Overall, we are able to generalize better across multiple scanner domains with strong data augmentation. The magnitude at which such simple transformations improve generalization at no cost of inference speed is higher than expected. Even models trained with only one scanner reach similar results on our test split, showing only a small performance drop. In the following, we will lay out unsuccessful attempts to improve the quality further. One major issue was the model selection based on the validation loss. The models were not capable of overfitting the data, assumingly due to the sampling and the strong data augmentation, models ended up in an equilibrium mode where performance improvements were wiggling between the different scanners back and forth. Because of that, the representation shift metric proposed by Staake et al. [11] was tested. It was applied to the three convolutional layers, which flow into the feature pyramid, but was found to not help the model selection process. Another strategy was a dual stage attempt with a verification net proposed by Li et al. [12]. The network was trained on the predicted patches of the first stage using the same augmentation and in addition a Gradient Reversal Layer [13] to remove even the last bits of scanner dependent information. Unfortunately this resulted in a performance drop of 12.1% on the preliminary dataset. Finally, the choice of using an EfficientNet originated from the attempt to incorporate the unlabeled data using a self-supervised Student Teacher learning procedure based on the STAC framework [14]

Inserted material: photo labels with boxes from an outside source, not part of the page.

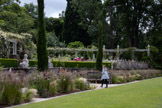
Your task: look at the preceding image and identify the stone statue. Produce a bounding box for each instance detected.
[48,56,53,68]
[20,54,29,68]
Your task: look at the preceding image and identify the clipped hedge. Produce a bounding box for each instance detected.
[29,60,111,68]
[0,58,111,68]
[0,58,19,67]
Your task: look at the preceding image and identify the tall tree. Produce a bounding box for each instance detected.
[96,21,103,71]
[37,0,48,71]
[63,0,91,46]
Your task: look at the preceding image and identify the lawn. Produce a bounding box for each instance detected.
[16,77,162,108]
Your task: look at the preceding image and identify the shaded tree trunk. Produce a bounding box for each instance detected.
[37,0,48,71]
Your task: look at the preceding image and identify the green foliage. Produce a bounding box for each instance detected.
[57,75,74,93]
[0,3,34,33]
[0,58,19,67]
[29,60,38,67]
[45,17,64,41]
[67,41,84,48]
[14,78,162,108]
[111,70,162,84]
[120,48,135,60]
[29,60,111,68]
[0,74,22,105]
[96,22,103,71]
[63,0,91,46]
[34,77,50,98]
[47,32,65,47]
[37,0,48,71]
[74,78,90,90]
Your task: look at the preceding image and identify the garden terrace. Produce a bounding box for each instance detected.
[16,78,162,108]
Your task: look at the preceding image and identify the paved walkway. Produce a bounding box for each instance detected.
[8,81,138,108]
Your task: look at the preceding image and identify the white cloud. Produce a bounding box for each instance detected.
[21,0,66,17]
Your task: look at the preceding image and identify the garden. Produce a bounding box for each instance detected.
[0,0,162,108]
[13,78,162,108]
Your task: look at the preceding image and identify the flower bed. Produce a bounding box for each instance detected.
[0,58,111,68]
[110,70,162,84]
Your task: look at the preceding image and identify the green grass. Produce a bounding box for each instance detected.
[16,77,162,108]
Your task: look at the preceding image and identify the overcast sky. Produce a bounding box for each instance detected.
[20,0,67,17]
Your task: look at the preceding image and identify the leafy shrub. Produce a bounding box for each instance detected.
[111,70,162,84]
[0,58,19,67]
[49,81,57,96]
[67,41,84,48]
[2,81,22,105]
[29,60,38,67]
[75,78,90,90]
[0,59,111,68]
[58,74,74,93]
[32,76,50,98]
[22,88,37,102]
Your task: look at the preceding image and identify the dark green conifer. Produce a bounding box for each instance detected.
[37,0,48,71]
[96,21,103,71]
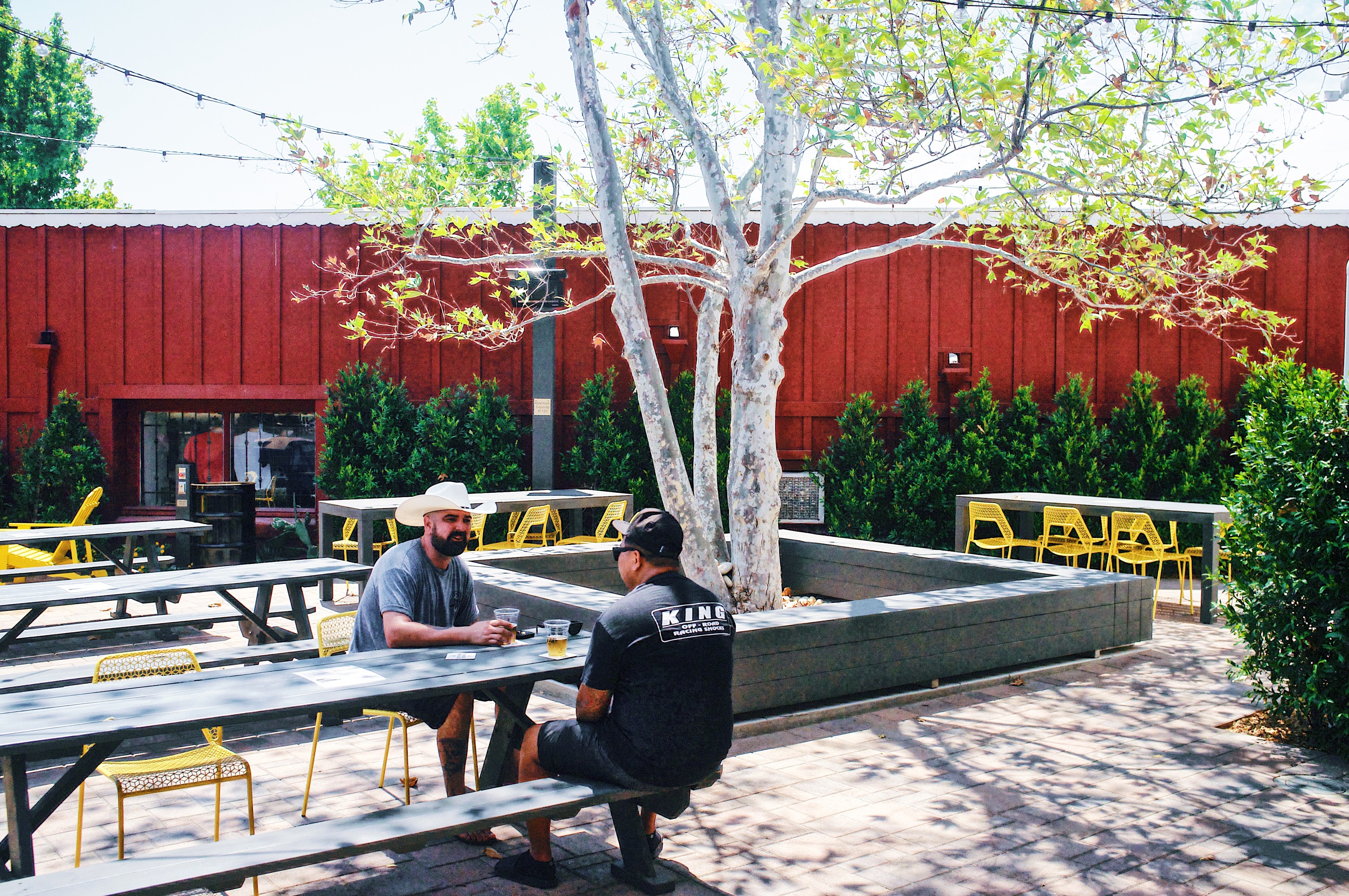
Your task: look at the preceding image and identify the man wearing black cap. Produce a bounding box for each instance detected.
[496,509,735,889]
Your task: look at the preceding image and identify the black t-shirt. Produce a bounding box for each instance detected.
[581,572,735,787]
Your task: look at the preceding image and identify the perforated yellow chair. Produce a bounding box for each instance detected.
[479,505,553,551]
[299,610,478,818]
[468,513,487,551]
[1035,506,1110,570]
[965,501,1040,557]
[557,501,627,545]
[76,648,258,893]
[0,489,103,582]
[1110,510,1194,617]
[372,517,398,557]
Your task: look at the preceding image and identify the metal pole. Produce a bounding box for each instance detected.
[530,155,557,491]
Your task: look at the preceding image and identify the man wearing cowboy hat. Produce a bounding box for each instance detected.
[351,482,510,842]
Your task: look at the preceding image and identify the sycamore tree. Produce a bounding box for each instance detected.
[287,0,1349,610]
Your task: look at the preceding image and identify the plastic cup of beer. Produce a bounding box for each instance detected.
[544,620,572,660]
[496,607,519,648]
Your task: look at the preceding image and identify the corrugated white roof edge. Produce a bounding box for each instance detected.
[8,205,1349,227]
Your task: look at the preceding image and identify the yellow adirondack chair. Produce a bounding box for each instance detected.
[0,489,103,582]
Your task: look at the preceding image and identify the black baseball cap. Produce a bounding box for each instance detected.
[614,508,684,560]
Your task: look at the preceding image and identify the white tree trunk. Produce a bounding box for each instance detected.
[693,291,730,560]
[563,0,728,601]
[726,272,786,611]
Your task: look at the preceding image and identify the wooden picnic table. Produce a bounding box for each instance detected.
[0,520,210,576]
[955,491,1232,625]
[0,557,370,651]
[0,634,588,877]
[318,489,634,601]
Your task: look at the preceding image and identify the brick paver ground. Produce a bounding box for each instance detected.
[2,585,1349,896]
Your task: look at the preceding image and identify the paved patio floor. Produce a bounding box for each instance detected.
[5,591,1349,896]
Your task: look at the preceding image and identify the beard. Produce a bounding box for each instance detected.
[430,533,468,557]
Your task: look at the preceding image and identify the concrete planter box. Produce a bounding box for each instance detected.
[465,532,1152,715]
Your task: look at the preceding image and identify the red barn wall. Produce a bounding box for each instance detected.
[0,213,1349,515]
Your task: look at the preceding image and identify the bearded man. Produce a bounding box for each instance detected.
[351,482,511,843]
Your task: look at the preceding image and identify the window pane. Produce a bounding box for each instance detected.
[140,410,225,506]
[231,414,314,508]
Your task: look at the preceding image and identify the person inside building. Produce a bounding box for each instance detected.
[351,482,511,843]
[496,509,735,889]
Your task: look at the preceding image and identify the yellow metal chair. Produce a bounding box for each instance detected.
[557,501,627,545]
[468,513,487,551]
[0,489,103,582]
[372,517,398,557]
[479,505,553,551]
[1035,506,1110,570]
[76,648,258,893]
[299,610,478,818]
[965,501,1040,557]
[1110,510,1194,615]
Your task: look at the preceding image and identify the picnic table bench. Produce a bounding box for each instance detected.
[0,557,370,652]
[0,636,688,896]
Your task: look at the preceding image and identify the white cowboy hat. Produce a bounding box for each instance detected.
[394,482,496,526]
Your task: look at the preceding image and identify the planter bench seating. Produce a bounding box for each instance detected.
[0,779,711,896]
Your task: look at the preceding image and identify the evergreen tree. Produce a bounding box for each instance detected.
[563,367,645,494]
[1040,374,1102,495]
[951,367,1002,494]
[893,379,955,548]
[314,361,422,499]
[1102,370,1171,501]
[998,383,1044,491]
[813,392,894,541]
[1166,374,1230,504]
[13,391,108,522]
[0,0,117,208]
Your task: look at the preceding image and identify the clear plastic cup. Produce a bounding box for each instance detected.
[496,607,519,646]
[544,620,572,660]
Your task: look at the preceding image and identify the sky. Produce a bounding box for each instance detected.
[12,0,1349,209]
[12,0,575,209]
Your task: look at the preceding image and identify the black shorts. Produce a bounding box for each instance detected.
[538,719,661,791]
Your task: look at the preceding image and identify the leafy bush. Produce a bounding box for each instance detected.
[813,392,894,540]
[1040,374,1103,495]
[563,367,646,491]
[893,379,955,548]
[13,391,108,522]
[1166,374,1232,504]
[410,376,526,494]
[1102,370,1171,499]
[314,361,421,499]
[951,367,1002,494]
[1228,357,1349,753]
[998,383,1044,491]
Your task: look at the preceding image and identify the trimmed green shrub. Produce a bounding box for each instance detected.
[998,383,1044,491]
[1102,370,1171,499]
[1040,374,1103,495]
[1166,374,1232,504]
[812,392,894,541]
[890,379,955,548]
[410,376,527,494]
[563,367,646,491]
[314,361,422,501]
[951,367,1002,494]
[13,391,108,522]
[1226,357,1349,754]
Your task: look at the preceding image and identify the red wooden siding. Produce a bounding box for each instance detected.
[0,223,1349,502]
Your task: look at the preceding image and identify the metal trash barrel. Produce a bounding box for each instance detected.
[190,482,258,567]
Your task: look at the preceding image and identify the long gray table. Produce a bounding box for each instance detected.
[0,634,588,877]
[318,489,634,601]
[955,491,1232,625]
[0,520,210,575]
[0,557,370,651]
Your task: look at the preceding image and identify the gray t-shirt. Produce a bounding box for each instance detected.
[351,540,478,653]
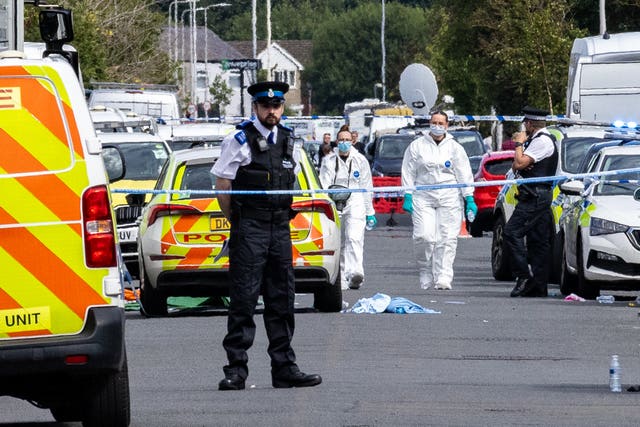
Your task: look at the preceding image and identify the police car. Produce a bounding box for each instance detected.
[138,144,342,315]
[560,145,640,299]
[491,119,640,283]
[491,120,608,282]
[98,132,171,277]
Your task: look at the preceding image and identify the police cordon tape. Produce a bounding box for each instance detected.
[111,167,640,197]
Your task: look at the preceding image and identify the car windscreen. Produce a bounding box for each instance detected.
[377,135,415,159]
[594,154,640,196]
[449,130,486,157]
[118,142,169,181]
[560,137,604,173]
[180,163,216,199]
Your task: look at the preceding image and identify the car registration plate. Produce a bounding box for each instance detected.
[210,216,231,231]
[118,227,138,243]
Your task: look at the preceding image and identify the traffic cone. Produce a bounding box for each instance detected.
[458,218,471,238]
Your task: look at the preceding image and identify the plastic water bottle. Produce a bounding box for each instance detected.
[609,354,622,393]
[467,211,476,222]
[364,219,376,231]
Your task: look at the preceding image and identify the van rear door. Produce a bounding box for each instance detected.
[0,63,110,339]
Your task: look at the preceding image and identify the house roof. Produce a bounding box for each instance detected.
[227,40,313,68]
[160,26,246,62]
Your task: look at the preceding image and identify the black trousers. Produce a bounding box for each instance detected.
[503,187,553,289]
[223,218,296,378]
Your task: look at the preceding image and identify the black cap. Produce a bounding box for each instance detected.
[522,105,549,121]
[247,82,289,105]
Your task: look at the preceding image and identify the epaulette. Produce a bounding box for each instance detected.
[233,130,247,145]
[236,120,251,129]
[278,124,293,133]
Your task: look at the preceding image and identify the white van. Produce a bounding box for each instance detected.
[88,83,180,121]
[567,32,640,122]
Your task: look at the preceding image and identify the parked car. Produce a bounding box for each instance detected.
[560,145,640,299]
[468,150,514,237]
[448,127,487,174]
[367,133,418,177]
[491,120,628,283]
[158,122,235,151]
[89,105,158,134]
[138,144,342,315]
[397,123,487,174]
[99,132,171,277]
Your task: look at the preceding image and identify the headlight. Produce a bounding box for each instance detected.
[589,218,629,236]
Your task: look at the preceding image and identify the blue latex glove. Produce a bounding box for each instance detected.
[367,215,378,230]
[402,193,413,213]
[464,196,478,218]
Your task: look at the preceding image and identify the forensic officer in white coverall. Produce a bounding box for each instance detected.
[320,128,377,289]
[402,111,478,289]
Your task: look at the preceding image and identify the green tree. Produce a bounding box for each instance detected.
[304,2,429,114]
[427,0,583,114]
[209,75,233,116]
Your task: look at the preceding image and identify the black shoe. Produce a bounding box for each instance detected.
[218,374,244,390]
[511,277,531,298]
[271,366,322,388]
[520,287,549,298]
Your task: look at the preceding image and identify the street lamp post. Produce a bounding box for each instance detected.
[373,83,382,98]
[380,0,387,102]
[196,3,231,101]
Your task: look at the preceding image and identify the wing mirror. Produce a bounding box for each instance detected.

. While increasing the performance on our test split, this resulted in a small performance drop of 1% on the preliminary dataset. One problem was that producing pseudo labels with a high confidence threshold resulted in very few labeled samples while self-training reportedly needs a huge amount of pseudo labeled data to make use of it. A second problem arises with false positive pseudo labels. We used a labeled scanner to check the number of wrong labels incorporated in the pseudo labels and found that for mitotic figures pseudo labels were mainly correct while hard negatives actually included a lot mitotic figures. This probably led to more confusion than having a positive effect.



This work was supported by the Bavarian Ministry of Economic Affairs, Regional Develop- ment and Energy through the Center for Analytics – Data – Applications (ADA-Center) within ”BAYERN DIGITAL II” and by the BMBF (16FMD01K, 16FMD02 and 16FMD03).